Abnormal programming

A field guide to other people's STLs

Jul 6, 202612 min

I hope you enjoyed the article on working with memory on consoles, where everyone rode the bicycle they'd invented themselves; let me now tell you about the zoo of what are by now the standard libraries. Standard within a single studio or company, that is, because the one next door will have its own standard standard. The funny part is that the urge to bolt yet another rattle onto your bicycle only grows stronger the bigger the company gets, so when you join a game studio there's a very real chance its standard STL is nonstandard, wrapped, or banned outright by the coding style.

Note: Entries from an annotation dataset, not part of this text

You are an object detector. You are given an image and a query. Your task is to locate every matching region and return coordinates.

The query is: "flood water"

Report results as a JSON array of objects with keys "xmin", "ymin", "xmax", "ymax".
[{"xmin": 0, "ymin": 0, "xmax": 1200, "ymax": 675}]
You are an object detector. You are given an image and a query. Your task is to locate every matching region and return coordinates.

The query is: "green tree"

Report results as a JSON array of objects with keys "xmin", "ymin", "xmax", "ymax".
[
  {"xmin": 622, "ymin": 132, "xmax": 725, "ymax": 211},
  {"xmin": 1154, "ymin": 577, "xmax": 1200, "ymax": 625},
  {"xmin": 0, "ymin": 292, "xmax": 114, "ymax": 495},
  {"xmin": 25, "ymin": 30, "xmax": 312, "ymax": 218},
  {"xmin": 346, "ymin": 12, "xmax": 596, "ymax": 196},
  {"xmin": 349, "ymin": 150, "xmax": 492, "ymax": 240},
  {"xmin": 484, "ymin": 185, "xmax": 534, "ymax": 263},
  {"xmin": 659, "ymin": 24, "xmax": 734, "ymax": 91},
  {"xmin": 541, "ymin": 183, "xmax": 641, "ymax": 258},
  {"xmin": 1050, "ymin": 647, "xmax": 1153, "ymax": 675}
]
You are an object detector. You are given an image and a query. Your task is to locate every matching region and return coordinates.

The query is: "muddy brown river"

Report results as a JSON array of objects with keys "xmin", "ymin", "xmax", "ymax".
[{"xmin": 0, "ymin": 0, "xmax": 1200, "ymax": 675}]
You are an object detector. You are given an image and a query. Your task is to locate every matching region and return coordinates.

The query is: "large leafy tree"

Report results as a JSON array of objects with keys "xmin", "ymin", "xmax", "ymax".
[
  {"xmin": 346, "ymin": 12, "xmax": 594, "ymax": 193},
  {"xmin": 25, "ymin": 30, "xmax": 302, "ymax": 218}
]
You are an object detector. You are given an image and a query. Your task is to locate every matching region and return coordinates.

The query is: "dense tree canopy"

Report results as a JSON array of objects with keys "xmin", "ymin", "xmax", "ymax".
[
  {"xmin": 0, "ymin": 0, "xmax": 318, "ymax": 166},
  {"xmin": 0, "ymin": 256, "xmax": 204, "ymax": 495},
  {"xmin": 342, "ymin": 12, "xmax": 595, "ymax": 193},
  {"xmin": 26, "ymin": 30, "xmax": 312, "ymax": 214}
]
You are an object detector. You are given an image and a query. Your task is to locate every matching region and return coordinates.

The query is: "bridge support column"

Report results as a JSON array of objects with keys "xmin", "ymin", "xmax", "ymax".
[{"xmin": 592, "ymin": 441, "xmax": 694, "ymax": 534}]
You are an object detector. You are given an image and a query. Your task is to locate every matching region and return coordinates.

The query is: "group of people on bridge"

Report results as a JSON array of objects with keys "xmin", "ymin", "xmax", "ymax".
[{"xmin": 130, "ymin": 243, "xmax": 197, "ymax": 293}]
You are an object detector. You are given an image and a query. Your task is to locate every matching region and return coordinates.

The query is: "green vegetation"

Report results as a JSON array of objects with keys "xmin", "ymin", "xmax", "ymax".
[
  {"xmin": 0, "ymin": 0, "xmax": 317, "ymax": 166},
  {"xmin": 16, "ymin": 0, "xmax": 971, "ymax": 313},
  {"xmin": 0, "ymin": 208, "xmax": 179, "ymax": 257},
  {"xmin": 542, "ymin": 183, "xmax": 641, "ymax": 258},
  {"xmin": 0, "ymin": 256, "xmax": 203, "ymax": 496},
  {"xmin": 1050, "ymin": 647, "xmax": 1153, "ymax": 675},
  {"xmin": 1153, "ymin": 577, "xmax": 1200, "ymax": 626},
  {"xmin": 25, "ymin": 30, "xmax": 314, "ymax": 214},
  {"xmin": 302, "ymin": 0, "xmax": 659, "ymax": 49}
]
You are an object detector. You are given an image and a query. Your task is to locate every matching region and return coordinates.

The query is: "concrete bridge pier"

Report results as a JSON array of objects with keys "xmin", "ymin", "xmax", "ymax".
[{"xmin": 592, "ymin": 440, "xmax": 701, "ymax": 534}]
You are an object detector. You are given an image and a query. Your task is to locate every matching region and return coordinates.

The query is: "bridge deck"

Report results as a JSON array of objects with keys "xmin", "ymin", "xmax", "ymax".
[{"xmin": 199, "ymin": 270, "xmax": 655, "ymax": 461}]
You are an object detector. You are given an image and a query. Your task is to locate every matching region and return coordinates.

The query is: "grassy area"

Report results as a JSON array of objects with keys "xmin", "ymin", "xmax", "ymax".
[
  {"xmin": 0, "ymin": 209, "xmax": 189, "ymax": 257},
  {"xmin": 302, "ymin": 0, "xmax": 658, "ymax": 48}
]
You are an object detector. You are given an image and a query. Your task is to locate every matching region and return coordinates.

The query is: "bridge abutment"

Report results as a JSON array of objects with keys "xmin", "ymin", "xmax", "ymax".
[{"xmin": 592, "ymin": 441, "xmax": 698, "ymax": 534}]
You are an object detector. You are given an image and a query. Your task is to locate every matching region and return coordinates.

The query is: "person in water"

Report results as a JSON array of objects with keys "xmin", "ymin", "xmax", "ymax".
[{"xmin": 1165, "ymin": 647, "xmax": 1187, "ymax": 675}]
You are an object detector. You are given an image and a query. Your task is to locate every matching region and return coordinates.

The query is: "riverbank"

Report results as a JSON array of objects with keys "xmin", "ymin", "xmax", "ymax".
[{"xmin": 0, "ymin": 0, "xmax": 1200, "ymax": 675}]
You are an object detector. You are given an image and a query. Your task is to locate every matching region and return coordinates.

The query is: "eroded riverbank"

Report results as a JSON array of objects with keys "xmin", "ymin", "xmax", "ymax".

EA, Facebook, Google, Adobe, LLVM, and a handful of smaller companies spend person-decades searching for the answer to the ultimate question of life, the universe, and everything — "why is std:: slow, unpredictable, and a memory hog." As with the previous article, you won't need to know the standard by heart; it's enough to understand what a pointer is, how a vector differs from a tree, and why a cache miss is expensive. From there I'll walk through the various standard libraries and say a little about each — what it is, why it appeared, and where you can hurt yourself on it — because that last point is exactly the one the "salespeople" and studio evangelists tend to forget when they're telling you how beautiful, lightweight, and C++20-ish it all is.

EASTL and its best practices

Let's start with the main exhibit and the most standard of all the standard game STLs. EASTL is an alternative implementation from Electronic Arts, born in the days when even compilers' STLs were of varying and often dubious quality, while a game had to be built for a dozen platforms at once. It mostly lives where there's a hard memory and frame budget — consoles, mini-engines, and all sorts of embedded-ish and game-adjacent code. Its main value isn't speed in itself (though it really is fast, and some of its standard algorithms are written faster than the STL equivalents), but control over allocations and equally predictable behavior on every platform. (https://github.com/electronicarts/EASTL)
Uniformity is another hallmark of this library, but even that doesn't guarantee you'll get identical behavior literally everywhere — in most cases you will, though.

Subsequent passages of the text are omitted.